Multiple scorer configuration

For comprehensive monitoring setup, register and start multiple scorers individually.

Python
from mlflow.genai.scorers import Safety, Guidelines, ScorerSamplingConfig, list_scorers

# # Register multiple scorers for comprehensive monitoring
safety_judge = Safety().register(name="safety") # name must be unique within an MLflow experiment
safety_judge = safety_judge.start(
sampling_config=ScorerSamplingConfig(sample_rate=1.0), # Check all traces
)

guidelines_judge = Guidelines(
name="english",
guidelines=["Response must be in English"]
).register(name="english_check")
guidelines_judge = guidelines_judge.start(
sampling_config=ScorerSamplingConfig(sample_rate=0.5), # Sample 50%
)

# List and manage all scorers
all_scorers = list_scorers()
for scorer in all_scorers:
if scorer.sample_rate > 0:
print(f"{scorer.name} is active")
else:
print(f"{scorer.name} is stopped")

Scorer lifecycle

Scorer lifecycles are centered around MLflow experiments. The following table lists the scorer lifecycle states.
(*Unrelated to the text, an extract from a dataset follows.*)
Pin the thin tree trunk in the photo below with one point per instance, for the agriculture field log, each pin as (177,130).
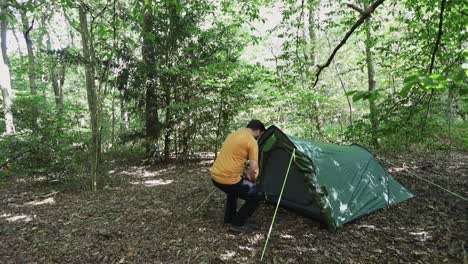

Scorers are immutable, so a lifecycle operation does not modify the original scorer. Instead, it returns a new scorer instance.

State

Description

API

Unregistered

Scorer function is defined but is not known to the server.

Registered

Scorer is registered to the active MLflow experiment.

.register()

Active

Scorer is running with a sample rate > 0.

.start()

Stopped

Scorer is registered but not running (sample rate = 0).

.stop()

Deleted

The scorer has been removed from the server and is no longer associated with its MLflow experiment.

delete_scorer()

Basic scorer lifecycle

Python
from mlflow.genai.scorers import Safety, scorer, ScorerSamplingConfig

# Built-in scorer lifecycle
safety_judge = Safety().register(name="safety_check")
safety_judge = safety_judge.start(
sampling_config=ScorerSamplingConfig(sample_rate=1.0),
)
safety_judge = safety_judge.update(
sampling_config=ScorerSamplingConfig(sample_rate=0.8),
)
safety_judge = safety_judge.stop()
delete_scorer(name="safety_check")

# Custom scorer lifecycle
@scorer
def response_length(outputs):
return len(str(outputs.get("response", "")))

length_scorer = response_length.register(name="length_check")
length_scorer = length_scorer.start(
sampling_config=ScorerSamplingConfig(sample_rate=0.5),
)

Manage scorers

The following APIs are available to manage scorers.

API

Description

Example

list_scorers()

List all registered scorers for the current experiment.

List current scorers

get_scorer()

Retrieve a registered scorer by name.

Get and update a scorer

Scorer.update()

Modify the sampling configuration of an active scorer. This is an immutable operation.

Get and update a scorer

backfill_scorer()

Retroactively apply new or updated metrics to historical traces.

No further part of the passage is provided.